Een ander discussiepunt blijft dat verzekeraars bij de inkoop van zorg blijven inzetten op verhoging van de volumenormen. Daartegen heeft Soncos geprotesteerd. De reactie van de verzekeraars hierop is divers. Sommige verzekeraars betrekken hierin de ervaringen van patiënten. Als deze niet goed zijn, dan wordt ook het volume betrokken. Patiëntenorganisaties geven ook de voorkeur aan hogere volumes.

Handhaving door IGZ
IGZ gaat uit van een planjaar, gevolgd door een implementatiejaar en vervolgens een handhavingsjaar c.q. uitvraagjaar. Dit vierde jaar vindt vervolgens een gesprek plaats over de bereikte resultaten. Mocht het vierde jaar niet aan de Soncos-norm zijn voldaan, dan is een ziekenhuis eerst zelf aan zet. Daarna volgen de wetenschappelijke vereniging (incl. DICA), de verzekeraar en daarna pas toezichthouder IGZ. Met andere woorden: een verzekeraar zou niet zelf in gesprek hoeven te gaan over de resultaten van een ziekenhuis zolang andere partners binnen de zorgketen het daar intern nog niet over eens zijn. IGZ voert vooral vaker inspecties uit bij patiëntengroepen met een hoog risico.  

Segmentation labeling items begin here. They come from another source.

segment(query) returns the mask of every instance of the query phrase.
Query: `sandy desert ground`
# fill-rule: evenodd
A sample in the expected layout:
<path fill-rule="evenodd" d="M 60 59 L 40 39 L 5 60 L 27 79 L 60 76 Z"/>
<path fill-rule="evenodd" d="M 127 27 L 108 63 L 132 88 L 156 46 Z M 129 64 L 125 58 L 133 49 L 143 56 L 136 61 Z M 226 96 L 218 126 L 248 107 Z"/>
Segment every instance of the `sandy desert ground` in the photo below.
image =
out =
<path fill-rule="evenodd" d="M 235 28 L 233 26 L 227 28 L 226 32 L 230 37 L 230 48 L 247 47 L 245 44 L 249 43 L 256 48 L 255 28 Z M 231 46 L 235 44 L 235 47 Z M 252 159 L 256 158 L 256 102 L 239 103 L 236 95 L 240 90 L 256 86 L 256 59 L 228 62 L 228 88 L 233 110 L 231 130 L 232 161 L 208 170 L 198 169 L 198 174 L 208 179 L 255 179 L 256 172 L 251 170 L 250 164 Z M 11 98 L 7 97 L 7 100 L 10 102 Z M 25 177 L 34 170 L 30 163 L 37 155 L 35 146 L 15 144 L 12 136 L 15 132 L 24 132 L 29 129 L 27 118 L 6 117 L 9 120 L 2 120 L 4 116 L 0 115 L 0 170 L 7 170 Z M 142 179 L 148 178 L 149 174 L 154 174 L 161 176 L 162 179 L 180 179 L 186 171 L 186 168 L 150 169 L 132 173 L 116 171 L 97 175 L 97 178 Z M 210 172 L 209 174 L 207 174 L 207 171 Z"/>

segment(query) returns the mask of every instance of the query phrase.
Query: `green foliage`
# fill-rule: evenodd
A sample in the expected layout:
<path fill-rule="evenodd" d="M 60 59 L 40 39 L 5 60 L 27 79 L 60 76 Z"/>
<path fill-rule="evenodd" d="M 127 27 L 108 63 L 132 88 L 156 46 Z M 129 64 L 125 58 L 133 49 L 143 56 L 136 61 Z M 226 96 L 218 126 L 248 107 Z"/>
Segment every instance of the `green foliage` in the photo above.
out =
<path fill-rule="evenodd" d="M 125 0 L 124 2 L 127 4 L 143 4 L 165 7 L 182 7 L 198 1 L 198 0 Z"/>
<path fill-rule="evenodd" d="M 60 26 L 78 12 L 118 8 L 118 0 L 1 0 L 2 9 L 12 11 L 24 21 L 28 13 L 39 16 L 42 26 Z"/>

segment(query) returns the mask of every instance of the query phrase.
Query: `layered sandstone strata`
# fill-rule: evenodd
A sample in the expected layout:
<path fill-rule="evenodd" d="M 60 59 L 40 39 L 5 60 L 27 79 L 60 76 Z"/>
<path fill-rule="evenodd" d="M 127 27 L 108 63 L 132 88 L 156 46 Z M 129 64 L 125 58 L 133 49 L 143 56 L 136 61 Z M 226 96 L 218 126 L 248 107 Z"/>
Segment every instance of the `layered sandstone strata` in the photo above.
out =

Criteria inkoop zorgverzekeraar
Het contract en de afspraken tussen ziekenhuis en verzekeraar kunnen in de praktijk afwijken van de daadwerkelijk geleverde zorg. Soms neemt een ziekenhuis de kosten van een behandeling voor eigen rekening, wanneer deze niet door de zorgverzekeraar is ingekocht. Om die manier kan een ziekenhuis laten zien dat aan een bepaalde norm wordt voldaan, zodat die zorg het daaropvolgende jaar wel wordt ingekocht.
Arbitrair is het bepalen van de grens wanneer zorg wel of niet wordt ingekocht. Bijvoorbeeld in situaties waarin een ziekenhuis in een opeenvolgende reeks van jaren (net) niet aan een norm voldoet. In dat geval kunnen zorgverzekeraars ook naar andere prestaties kijken, zoals de reputatie van een ziekenhuis binnen het zorgnetwerk.

Service level agreements
Onderdeel van de normering zijn de service level agreements (sla’s). In de praktijk blijken er vaak wel afspraken te zijn tussen zorgcentra, maar deze zijn lang niet altijd geformaliseerd. Adviseurs van IKNL bieden professionals en ziekenhuizen ondersteuning aan bij het in kaart brengen van verwijspatronen en het opstellen van sla’s aan de hand van een format. Het format van IKNL is hiervoor een goed en praktisch model. 

Casemanager 
Aan bod kwam ook het St. Jansgasthuis dat per tumorgroep een casemanager heeft aangesteld die bereikbaar is voor de patiënt en intern kan verwijzen wanneer dat nodig is. De casemanager treedt op als procesbewaker en is tevens aanspreekpunt voor de inhoud (gekoppeld aan zorgpaden) en actief als contactpersoon tussen huisarts en medisch specialist. Het Limburgse ziekenhuis maakt onderscheid tussen junior- en senior-casemanagers en verpleegkundig specialisten.

Uitdagingen Soncos-normen
Invoering van de Soncos-normen brengt een breed scala aan uitdagingen met zich mee: onder andere het borgen van de continuïteit van zorg, verdeling van aandacht tussen interne en externe activiteiten. Ook de positie van verpleegkundig specialisten in het loongebouw vraagt aandacht in verband met de bevoegdheid om per 1 januari 2015 een DBC te openen.